# [Mouse Guard] Death's Wings - Spring, 1153



## Paka (Dec 9, 2008)

_"When the Great Horned One takes you in the night it does not kill you.


When the Great Horned One takes you, you were dead already.


You did not know it yet."


- words carved into monolith known as The Finger near Copperwood_

Mouse Guard Archives, Spring, 1153

Death's Wings, Part I


Snow was still on the ground and only the hardiest grass was peaking out from the thin snow remaining. No guardsmice had left Lockhaven's gates for spring-time missions yet.

Gurney and Tander would be the first patrol of the new year, each having been promoted to Patrol Guard recently. They were mentored at different times by Finn, an old greyfur sailor who had not returned to Lockhaven after his spring mission.
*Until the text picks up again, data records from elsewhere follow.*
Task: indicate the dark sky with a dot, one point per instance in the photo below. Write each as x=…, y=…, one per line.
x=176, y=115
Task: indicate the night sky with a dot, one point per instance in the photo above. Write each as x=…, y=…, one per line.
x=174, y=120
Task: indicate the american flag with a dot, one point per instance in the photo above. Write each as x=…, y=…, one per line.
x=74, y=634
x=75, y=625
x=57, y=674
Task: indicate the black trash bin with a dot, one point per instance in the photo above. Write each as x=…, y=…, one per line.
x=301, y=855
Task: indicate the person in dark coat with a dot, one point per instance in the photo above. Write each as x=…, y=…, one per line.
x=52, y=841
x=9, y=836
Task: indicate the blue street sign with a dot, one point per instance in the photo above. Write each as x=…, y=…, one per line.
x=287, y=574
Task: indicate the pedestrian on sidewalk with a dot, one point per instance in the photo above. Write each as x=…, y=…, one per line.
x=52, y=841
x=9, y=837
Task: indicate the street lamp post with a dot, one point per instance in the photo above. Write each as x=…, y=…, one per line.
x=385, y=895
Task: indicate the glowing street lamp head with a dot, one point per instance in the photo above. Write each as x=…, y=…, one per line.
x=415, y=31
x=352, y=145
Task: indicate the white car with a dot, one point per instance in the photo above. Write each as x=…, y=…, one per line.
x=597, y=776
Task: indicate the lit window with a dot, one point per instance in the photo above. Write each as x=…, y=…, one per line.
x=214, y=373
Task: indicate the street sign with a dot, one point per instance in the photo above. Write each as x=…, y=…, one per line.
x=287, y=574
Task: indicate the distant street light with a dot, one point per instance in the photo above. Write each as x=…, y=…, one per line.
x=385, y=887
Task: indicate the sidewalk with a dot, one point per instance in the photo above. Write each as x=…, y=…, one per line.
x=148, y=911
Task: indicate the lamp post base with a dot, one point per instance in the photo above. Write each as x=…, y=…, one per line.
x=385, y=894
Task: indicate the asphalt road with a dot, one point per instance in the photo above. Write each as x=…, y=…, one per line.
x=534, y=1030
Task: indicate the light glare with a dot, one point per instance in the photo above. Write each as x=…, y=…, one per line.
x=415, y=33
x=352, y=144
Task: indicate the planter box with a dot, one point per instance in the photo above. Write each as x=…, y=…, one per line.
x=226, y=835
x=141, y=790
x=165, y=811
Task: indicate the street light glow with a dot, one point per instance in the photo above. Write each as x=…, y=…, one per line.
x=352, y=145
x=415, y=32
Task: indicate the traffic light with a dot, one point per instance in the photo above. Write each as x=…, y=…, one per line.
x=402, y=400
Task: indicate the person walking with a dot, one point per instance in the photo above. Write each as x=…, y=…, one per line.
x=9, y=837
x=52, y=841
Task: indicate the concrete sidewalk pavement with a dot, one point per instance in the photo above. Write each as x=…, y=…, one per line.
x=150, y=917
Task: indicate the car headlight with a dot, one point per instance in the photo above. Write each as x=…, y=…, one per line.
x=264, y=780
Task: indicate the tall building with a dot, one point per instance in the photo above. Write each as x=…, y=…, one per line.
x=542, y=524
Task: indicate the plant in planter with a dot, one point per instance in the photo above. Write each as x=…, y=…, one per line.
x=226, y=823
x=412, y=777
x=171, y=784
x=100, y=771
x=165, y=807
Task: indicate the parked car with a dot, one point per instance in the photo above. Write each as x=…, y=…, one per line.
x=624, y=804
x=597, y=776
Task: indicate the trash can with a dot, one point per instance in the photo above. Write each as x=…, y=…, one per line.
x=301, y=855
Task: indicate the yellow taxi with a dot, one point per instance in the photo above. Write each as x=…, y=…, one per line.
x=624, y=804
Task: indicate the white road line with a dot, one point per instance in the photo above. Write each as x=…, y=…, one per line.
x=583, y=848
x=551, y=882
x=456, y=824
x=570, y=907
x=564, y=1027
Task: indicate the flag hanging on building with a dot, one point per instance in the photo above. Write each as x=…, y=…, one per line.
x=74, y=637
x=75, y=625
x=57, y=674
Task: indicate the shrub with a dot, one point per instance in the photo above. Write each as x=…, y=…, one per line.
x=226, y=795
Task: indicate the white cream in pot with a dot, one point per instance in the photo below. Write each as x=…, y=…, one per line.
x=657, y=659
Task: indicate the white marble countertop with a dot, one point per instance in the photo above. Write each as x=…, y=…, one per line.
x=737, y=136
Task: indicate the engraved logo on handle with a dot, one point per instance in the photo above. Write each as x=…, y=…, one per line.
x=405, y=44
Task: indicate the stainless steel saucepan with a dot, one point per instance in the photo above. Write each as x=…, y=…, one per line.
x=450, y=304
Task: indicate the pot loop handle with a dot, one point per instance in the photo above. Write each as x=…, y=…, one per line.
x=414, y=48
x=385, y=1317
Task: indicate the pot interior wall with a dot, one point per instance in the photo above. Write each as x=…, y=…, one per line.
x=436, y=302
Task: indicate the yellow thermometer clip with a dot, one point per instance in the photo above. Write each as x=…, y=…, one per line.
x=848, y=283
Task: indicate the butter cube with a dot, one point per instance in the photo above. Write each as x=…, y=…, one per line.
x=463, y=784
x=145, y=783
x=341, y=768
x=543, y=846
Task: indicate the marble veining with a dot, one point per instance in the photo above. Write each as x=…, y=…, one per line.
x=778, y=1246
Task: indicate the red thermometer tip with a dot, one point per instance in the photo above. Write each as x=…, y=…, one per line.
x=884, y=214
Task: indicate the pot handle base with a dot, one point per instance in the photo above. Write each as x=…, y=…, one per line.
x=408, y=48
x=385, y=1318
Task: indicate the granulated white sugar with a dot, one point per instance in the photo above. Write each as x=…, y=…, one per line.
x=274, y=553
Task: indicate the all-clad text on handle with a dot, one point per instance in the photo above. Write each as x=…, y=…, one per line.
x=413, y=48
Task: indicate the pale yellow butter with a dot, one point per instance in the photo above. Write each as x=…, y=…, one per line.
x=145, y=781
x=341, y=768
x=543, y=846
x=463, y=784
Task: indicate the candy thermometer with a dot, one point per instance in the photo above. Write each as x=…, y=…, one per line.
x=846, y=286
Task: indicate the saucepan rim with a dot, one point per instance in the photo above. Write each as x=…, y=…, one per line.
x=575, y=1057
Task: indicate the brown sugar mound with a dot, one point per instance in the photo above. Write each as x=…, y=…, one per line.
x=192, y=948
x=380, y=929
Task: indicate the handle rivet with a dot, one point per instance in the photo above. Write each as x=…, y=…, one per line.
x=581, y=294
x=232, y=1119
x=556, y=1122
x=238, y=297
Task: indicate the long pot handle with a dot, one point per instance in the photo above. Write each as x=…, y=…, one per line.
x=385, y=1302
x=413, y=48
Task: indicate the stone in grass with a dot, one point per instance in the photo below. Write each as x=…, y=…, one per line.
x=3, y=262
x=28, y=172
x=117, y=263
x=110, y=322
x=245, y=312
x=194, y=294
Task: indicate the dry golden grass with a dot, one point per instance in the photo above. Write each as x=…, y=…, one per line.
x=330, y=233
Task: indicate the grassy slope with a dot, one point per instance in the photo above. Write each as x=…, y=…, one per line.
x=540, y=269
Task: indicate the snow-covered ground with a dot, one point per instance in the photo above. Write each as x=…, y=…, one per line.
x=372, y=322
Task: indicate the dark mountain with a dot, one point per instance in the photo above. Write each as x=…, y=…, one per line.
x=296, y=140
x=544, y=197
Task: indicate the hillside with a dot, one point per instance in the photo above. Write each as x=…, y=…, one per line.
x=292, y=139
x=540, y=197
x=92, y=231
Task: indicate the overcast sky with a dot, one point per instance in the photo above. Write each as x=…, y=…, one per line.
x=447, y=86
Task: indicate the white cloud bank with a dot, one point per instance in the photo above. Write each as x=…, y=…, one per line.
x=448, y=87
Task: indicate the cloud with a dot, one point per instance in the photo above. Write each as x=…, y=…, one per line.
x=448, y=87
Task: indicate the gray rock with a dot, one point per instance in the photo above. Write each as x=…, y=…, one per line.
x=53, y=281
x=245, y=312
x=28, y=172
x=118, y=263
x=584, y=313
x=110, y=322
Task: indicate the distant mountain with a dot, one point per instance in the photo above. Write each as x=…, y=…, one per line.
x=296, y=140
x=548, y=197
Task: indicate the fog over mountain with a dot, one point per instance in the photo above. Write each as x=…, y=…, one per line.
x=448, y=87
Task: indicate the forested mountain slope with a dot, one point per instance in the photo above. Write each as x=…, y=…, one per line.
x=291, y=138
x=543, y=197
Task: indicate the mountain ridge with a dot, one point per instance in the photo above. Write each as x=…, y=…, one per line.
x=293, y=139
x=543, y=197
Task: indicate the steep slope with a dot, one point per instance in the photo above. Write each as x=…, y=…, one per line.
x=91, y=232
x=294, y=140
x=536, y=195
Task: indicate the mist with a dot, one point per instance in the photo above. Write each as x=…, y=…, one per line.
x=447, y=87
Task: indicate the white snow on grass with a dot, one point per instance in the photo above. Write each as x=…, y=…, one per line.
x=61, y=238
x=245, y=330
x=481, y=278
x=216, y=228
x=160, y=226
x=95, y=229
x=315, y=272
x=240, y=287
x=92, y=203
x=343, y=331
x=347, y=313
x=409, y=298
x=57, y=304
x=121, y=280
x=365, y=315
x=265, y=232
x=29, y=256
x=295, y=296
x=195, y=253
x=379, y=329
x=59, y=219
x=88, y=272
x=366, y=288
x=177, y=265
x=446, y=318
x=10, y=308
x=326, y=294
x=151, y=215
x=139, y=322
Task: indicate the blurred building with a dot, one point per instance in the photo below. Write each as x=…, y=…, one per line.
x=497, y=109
Gurney was a black mouse with a black cloak, known for sitting in the tavern with a mug of ale, as if just to soak in the camaraderie. He was an independent smith-mouse from Copperwood in the south. The incident between him and Guard Captain Grahame on the fight practice grounds is well documented in last year's archives.

Tander was a bookish brown mouse with a gray cloak, a sling on his hip and with always-searching eyes looking for a safe exit. He was a cartographer, always looking for lost paths in the territories, looking for faster ways for his fellow patrol-mice to travel. Tander was yet another smart mouse inducted into the Mouse Guard from Sprucetuck.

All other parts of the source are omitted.